Lyrically, he largely discusses anecdotal experiences. Writing about his 2016 album Welcome to Gazi, Jules Muir of Pigeons & Planes noted that A. Chal attempts to cut "to the core of many of society's ills and triumphs by tapping into a deep well of personal experiences and anecdotes."

==Discography==
===Studio albums===

List of albums
| Title | Details |
|---|---|
| Welcome to Gazi | Release: June 3, 2016; Label: Gazi World, Empire; Format: Digital download, streaming; |
| Far from Gaz | Release: November 12, 2021; Label: Gazi World; Format: Digital download, streaming; |
| Espíritu | Release: February 27, 2024; Label: Gazi World; Format: Digital download, streaming; |

===EPs===
- Ballroom Riots (2013)
- Exotigaz (2018)

=== Mixtapes ===

List of mixtapes
| Title | Details |
|---|---|
| On Gaz | Release: June 2, 2017; Label: Gazi World, Empire; Format: Digital download, streaming; |

===Singles===
====As lead artist====

Title: Year; Peak chart positions; Album
US R&B Airplay: US Latin Pop; US Rap Airplay; US Rhy.
"Round Whippin'": 2016; —; —; —; —; Welcome to Gazi
"To the Light": 2017; —; —; —; —; On Gaz
"Matrix": —; —; —; —
"Love N Hennessy" (solo or featuring 2 Chainz and Nicky Jam): 50; —; 24; 20
"Perdóname": —; —; —; —
"Cuánto" (featuring ASAP Nast): —; —; —; —
"000000": 2019; —; 40; —; 28; Exotigaz
"Hollywood Love" (featuring Gunna): 2020; —; —; —; —; Non-album single
"—" denotes a recording that did not chart or was not released in that territory.
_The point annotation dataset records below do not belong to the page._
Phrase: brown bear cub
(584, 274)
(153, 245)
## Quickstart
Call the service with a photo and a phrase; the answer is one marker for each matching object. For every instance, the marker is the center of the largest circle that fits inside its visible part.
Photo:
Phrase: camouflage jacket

====As featured artist====

| Title | Year | Peak chart positions |  |  |  | Album |
| ARG | ECU | MEX | URU |
| "No Promises" (Youth Is Dead featuring A. Chal) | 2014 | — | — | — | — | Non-album single |
| "Out at Night" (Stwo featuring A. Chal) | 2016 | — | — | — | — | D.T.S.N.T. |
| "Endlessly" (Tess featuring A. Chal) | — | — | — | — | Tess |
| "Primavera" (Soso and Hansaa featuring A. Chal) | 2017 | — | — | — | — | Non-album single |
| "No Te Pegas" (C. Tangana featuring A. Chal) | 2018 | — | — | — | — | TBA |
| "100 Grados" (Lali featuring A. Chal) | 19 | 53 | 38 | 8 | Brava |
| "Madonna" (Hamza featuring A. Chal) | 2019 | — | — | — | — | Paradise |
| "Me Traicionaste" (Rosalía featuring A. Chal) | — | — | — | — | For the Throne: Music Inspired by the HBO Series Game of Thrones |
"—" denotes a recording that did not chart or was not released in that territory.